His publish-or-perish gambit worked. No getting around it - the Unabomber has pulled off a successful extortion of The New York Times and The Washington Post. Under threat of more killing, he got the newspapers to publish - in a special section of Tuesday's Post - his 35,000-word diatribe detailing his view that technology has nearly ruined the human race and the natural environment.
That's highly debatable. What's not is that 17 years of mail-bomb terrorism by the Unabomber has ruined many innocent lives. Will publication really stop the killing? Will it only encourage copycat actions by wannabombers? Is it ever OK to do business with a terrorist? What about journalism ethics? These are some of the questions fired back at the papers' publishers as the Unabomber's manifesto hit the streets.

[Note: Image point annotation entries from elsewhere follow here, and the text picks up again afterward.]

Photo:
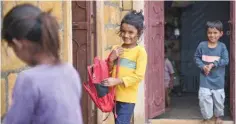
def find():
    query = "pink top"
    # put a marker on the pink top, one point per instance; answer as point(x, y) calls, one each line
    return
point(168, 69)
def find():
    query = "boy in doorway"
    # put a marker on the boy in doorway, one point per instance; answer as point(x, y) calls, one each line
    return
point(168, 79)
point(211, 57)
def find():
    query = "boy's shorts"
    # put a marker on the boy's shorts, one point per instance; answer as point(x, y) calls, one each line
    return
point(124, 112)
point(211, 101)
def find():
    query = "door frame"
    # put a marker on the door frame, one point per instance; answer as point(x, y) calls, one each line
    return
point(154, 20)
point(232, 63)
point(232, 59)
point(88, 25)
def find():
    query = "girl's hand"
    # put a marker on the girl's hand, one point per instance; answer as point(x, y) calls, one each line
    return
point(115, 53)
point(111, 82)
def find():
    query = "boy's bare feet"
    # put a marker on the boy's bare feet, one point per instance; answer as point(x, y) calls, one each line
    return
point(219, 120)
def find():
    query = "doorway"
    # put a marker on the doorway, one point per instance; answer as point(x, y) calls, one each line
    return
point(188, 29)
point(84, 49)
point(184, 30)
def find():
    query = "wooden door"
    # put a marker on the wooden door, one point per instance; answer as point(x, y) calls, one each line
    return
point(154, 44)
point(232, 59)
point(83, 36)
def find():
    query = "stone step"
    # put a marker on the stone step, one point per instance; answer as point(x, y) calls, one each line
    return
point(182, 121)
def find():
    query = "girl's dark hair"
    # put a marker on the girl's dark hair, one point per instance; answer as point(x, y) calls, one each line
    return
point(135, 19)
point(215, 24)
point(27, 22)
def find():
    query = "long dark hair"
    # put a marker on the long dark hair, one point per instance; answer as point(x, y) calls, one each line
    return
point(27, 22)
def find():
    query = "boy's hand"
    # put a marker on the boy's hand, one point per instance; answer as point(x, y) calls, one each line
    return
point(207, 68)
point(115, 53)
point(111, 82)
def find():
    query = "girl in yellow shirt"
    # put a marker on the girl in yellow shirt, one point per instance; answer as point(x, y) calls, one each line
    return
point(133, 60)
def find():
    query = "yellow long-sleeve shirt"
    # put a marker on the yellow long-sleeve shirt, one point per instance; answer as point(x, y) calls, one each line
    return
point(132, 70)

Both Post Publisher Donald E. Graham and Times Publisher Arthur Sulzberger Jr. said they had acted solely to save lives.Taking the hard line is easy. Newspapers shouldn't routinely turn over their pages to criminals. Newspapers shouldn't casually buddy up to cops or the FBI. Any reporter not born a skeptic becomes one. But newspapers aren't ivory towers. They're flesh-and-blood actors in the real world.
Balancing ideals and lives is never easy. But if even one life is at stake, spilling a little ink isn't so bad.